This guide helps existing pymarc users migrate to mrrc (MARC Rust Crate), a high-performance Rust-based MARC library with Python bindings.

Overview

mrrc is a Rust-based MARC library with Python bindings, providing:

  • High performance Rust implementation with Python convenience
  • Full pymarc API compatibility - Drop-in replacement for existing pymarc code
  • Type-safe design with comprehensive error handling
  • Native Python integration through PyO3 bindings with familiar data structures
  • All standard MARC operations including reading, writing, and format conversions

Installation

pip install mrrc

Quick Start

Before (pymarc)

import pymarc

# Reading records
with open('records.mrc', 'rb') as f:
    reader = pymarc.MARCReader(f)
    for record in reader:
        print(record['245']['a'])

# Writing records
writer = pymarc.MARCWriter(open('output.mrc', 'wb'))
field = pymarc.Field('245', ['1', '0'], [('a', 'Title')])
record = pymarc.Record(to_utf8=True)
record.add_field(field)
writer.write(record)
writer.close()

After (mrrc) - pymarc-Compatible

mrrc supports nearly identical pymarc syntax:

import mrrc

# Reading records — pass a file path for best performance.
# Path input uses Rust-native file I/O, which releases the GIL
# and enables true multi-thread parallelism.
reader = mrrc.MARCReader('records.mrc')
for record in reader:
    print(record['245']['a'])  # pymarc dictionary syntax works!
    print(record.title)        # Property access (same as pymarc)

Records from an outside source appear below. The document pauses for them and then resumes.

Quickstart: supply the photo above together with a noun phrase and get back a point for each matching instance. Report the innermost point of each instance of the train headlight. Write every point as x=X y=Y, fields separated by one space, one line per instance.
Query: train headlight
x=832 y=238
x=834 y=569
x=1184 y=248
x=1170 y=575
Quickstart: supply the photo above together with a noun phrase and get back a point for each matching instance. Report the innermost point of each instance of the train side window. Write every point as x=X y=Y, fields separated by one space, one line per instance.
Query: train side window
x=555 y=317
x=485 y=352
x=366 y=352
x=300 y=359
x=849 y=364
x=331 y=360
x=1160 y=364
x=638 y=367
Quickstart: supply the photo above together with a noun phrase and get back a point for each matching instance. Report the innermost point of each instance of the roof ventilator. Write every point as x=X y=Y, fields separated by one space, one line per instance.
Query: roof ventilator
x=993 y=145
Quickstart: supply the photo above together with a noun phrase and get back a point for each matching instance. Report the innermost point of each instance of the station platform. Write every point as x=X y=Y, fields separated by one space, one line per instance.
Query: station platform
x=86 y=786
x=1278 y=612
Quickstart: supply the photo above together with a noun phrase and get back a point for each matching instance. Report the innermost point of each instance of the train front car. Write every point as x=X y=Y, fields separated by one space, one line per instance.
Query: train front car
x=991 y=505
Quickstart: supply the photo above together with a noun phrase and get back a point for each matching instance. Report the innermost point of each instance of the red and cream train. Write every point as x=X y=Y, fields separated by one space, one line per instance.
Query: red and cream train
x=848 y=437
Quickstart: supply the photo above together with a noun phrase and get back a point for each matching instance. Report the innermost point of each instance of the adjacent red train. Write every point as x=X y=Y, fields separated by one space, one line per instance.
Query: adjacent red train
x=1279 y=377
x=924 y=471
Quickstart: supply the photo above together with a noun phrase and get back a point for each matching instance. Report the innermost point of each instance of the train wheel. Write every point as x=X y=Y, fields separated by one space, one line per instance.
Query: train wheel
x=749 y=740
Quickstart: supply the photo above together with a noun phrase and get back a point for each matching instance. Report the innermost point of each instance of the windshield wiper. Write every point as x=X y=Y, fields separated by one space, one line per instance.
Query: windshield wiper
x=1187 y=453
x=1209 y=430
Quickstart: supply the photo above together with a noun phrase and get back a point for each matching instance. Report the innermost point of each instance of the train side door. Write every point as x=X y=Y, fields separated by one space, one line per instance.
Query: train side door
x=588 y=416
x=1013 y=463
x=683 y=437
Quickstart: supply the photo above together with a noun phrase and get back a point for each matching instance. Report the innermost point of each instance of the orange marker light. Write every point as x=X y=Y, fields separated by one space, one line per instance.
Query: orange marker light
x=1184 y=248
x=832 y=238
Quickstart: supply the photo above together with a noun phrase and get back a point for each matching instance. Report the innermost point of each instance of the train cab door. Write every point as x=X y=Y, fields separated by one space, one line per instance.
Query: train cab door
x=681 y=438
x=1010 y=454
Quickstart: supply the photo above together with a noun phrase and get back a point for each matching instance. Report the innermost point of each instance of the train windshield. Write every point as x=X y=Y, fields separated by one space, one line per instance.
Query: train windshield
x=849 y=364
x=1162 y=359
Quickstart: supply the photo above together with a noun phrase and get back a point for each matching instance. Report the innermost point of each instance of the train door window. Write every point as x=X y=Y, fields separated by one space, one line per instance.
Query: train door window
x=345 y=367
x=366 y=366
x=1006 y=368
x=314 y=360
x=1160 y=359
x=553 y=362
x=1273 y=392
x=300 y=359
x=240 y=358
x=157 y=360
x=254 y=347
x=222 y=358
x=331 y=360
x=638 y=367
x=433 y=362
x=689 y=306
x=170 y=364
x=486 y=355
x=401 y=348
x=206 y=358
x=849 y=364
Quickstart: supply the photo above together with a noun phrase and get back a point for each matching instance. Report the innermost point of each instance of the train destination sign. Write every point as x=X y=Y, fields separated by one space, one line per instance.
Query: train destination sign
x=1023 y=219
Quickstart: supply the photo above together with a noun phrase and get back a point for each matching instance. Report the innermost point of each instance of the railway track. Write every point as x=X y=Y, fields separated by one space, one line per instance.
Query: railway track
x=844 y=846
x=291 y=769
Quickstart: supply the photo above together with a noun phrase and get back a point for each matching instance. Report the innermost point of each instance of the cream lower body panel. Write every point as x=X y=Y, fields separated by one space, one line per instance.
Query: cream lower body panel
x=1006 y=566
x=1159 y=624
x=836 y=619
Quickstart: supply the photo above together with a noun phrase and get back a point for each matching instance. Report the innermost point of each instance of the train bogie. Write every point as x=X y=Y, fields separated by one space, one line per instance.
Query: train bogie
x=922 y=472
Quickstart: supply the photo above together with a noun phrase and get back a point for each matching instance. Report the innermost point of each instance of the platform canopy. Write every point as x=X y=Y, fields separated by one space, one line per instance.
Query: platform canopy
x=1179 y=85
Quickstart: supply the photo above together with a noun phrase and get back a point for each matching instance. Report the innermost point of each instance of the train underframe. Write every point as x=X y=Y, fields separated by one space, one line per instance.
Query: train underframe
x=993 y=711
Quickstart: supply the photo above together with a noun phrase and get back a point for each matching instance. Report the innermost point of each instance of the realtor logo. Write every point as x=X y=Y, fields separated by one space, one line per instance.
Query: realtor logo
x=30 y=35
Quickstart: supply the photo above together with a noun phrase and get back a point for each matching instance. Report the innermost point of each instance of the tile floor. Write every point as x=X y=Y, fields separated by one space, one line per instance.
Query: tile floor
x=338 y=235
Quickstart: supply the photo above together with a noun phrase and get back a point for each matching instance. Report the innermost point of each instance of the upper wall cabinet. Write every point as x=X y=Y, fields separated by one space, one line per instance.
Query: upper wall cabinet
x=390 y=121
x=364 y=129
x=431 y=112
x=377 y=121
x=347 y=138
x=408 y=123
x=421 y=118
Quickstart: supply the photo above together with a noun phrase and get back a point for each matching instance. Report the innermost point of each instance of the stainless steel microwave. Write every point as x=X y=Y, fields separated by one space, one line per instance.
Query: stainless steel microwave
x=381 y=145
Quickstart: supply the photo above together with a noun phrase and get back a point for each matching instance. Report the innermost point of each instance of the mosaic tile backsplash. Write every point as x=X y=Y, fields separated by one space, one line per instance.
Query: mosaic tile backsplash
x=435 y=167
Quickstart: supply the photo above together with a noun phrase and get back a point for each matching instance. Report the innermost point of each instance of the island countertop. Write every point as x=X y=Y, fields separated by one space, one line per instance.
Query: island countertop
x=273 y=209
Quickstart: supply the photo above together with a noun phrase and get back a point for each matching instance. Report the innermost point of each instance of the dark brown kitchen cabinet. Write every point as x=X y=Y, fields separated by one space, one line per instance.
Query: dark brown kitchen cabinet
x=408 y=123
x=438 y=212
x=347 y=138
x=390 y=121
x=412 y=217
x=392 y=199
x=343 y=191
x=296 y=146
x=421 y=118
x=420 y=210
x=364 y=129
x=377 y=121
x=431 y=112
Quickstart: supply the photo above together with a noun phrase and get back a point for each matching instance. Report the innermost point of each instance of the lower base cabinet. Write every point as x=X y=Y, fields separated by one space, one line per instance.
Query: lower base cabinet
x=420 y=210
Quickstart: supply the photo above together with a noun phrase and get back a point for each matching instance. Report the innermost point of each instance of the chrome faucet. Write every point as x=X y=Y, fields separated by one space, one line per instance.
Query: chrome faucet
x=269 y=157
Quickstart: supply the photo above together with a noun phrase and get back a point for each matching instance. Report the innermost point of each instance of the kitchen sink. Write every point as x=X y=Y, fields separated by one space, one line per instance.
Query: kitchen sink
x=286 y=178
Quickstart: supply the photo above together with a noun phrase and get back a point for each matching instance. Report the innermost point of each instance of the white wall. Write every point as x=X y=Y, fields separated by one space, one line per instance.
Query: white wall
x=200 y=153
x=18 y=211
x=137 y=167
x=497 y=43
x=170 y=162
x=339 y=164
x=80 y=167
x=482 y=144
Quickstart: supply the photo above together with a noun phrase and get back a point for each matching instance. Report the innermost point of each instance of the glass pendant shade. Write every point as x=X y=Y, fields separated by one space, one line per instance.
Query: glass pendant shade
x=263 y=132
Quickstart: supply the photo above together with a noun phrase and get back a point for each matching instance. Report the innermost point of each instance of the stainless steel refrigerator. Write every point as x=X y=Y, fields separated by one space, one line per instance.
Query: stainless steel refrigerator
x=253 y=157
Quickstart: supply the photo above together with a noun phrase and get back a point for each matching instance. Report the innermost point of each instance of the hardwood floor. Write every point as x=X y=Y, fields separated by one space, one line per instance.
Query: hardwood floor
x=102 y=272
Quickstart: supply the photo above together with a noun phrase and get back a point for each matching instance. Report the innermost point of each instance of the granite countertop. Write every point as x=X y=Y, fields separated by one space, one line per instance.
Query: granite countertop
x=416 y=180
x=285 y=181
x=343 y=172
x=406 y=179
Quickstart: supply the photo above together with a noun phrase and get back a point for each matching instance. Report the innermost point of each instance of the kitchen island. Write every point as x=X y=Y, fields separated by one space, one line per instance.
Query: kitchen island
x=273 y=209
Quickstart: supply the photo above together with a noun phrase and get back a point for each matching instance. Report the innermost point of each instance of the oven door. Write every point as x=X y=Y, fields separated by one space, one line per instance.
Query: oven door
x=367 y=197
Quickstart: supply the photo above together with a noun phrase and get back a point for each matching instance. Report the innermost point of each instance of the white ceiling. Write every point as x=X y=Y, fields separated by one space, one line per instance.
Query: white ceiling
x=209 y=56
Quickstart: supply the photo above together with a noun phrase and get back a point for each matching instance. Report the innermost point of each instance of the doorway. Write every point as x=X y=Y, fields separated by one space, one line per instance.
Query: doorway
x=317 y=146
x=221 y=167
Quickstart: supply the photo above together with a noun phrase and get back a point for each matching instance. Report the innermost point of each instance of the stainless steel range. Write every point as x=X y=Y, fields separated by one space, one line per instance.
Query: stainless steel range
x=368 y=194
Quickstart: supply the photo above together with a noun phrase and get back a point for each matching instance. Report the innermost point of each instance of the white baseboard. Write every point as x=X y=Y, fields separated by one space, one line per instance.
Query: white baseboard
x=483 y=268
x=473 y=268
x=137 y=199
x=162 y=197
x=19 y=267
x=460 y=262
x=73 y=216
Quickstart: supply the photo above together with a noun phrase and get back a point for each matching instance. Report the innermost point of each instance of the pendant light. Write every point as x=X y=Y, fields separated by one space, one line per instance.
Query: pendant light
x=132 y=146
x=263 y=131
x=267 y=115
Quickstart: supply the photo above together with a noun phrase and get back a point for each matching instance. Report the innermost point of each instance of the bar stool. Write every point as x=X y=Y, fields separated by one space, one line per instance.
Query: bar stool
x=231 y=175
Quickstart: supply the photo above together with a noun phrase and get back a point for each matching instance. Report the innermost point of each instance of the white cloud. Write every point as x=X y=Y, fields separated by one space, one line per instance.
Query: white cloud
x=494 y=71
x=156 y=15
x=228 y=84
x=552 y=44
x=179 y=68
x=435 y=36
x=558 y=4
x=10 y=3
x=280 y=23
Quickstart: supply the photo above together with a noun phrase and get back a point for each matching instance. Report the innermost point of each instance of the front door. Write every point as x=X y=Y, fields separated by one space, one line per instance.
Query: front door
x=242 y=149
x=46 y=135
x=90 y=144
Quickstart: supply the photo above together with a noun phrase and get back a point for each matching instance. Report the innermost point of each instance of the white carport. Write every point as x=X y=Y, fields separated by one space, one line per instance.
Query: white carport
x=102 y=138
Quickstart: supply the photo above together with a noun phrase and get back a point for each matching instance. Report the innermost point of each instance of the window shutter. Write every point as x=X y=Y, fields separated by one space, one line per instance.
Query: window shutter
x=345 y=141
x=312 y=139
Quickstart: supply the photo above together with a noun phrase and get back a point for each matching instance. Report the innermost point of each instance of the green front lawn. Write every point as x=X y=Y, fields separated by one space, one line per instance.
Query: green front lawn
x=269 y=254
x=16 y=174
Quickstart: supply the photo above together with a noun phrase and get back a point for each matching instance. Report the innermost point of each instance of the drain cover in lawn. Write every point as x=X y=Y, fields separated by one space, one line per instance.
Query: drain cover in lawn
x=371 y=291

# Writing records - inline construction (similar to pymarc)
with open('output.mrc', 'wb') as f:
     with mrrc.MARCWriter(f) as writer:
         record = mrrc.Record(fields=[
             mrrc.Field('245', indicators=['1', '0'], subfields=[
                 mrrc.Subfield('a', 'Title'),
             ]),
         ])
         writer.write(record)

API Comparison

Record Creation

Operation pymarc mrrc Same?
Create empty record pymarc.Record() mrrc.Record() Same
Create with leader pymarc.Record(leader) mrrc.Record(leader) Same
Add control field record.add_field(Field('001', data='value')) record.add_control_field('001', 'value') or record.add_field(Field('001', data='value')) Similar
Add data field record.add_field(field) record.add_field(field) Same

Field Creation

Operation pymarc mrrc Same?
Create field Field('245', ['1','0'], [('a', 'Title')]) Field('245', indicators=['1','0'], subfields=[Subfield('a', 'Title')]) Similar
Create control field Field('001', data='12345') Field('001', data='12345') Same
Add subfield field.add_subfield('a', 'value') field.add_subfield('a', 'value') Same
Add subfield at position field.add_subfield('a', 'value', pos=2) field.add_subfield('a', 'value', pos=2) Same
Get subfields field.get_subfields('a') field.get_subfields('a') Same
Access subfield field['a'] field['a'] Same

Reading/Writing

Operation pymarc mrrc Same?
Create reader MARCReader(file_obj) MARCReader('path.mrc') (recommended) or MARCReader(file_obj) Enhanced
Permissive mode MARCReader(f, permissive=True) MARCReader(f, permissive=True) Same
Unicode flag MARCReader(f, to_unicode=True) MARCReader(f, to_unicode=True) Same
Read record reader.next() or next(reader) next(reader) Same
Write record writer.write(record) writer.write(record) Same
Iterate for record in reader: for record in reader: Same
Context manager Manual close required with MARCWriter(f) as w: Enhanced

Accessing Data

Operation pymarc mrrc Same?
Get title record.title record.title Same
Get field record['650'] record['650'] or record.fields_by_tag('650') Same
Check if field exists '245' in record '245' in record Same
Get all fields for field in record: for field in record: Same
Control field data record['001'].data record['001'].data or record.control_field('001') Same
Missing field record['999'] raises KeyError record['999'] raises KeyError Same
Safe field access record.get('999') returns None record.get('999') returns None Same

API Compatibility

mrrc provides excellent pymarc API compatibility with support for all major operations:

Record Field Access - Dictionary-Style (Identical to pymarc)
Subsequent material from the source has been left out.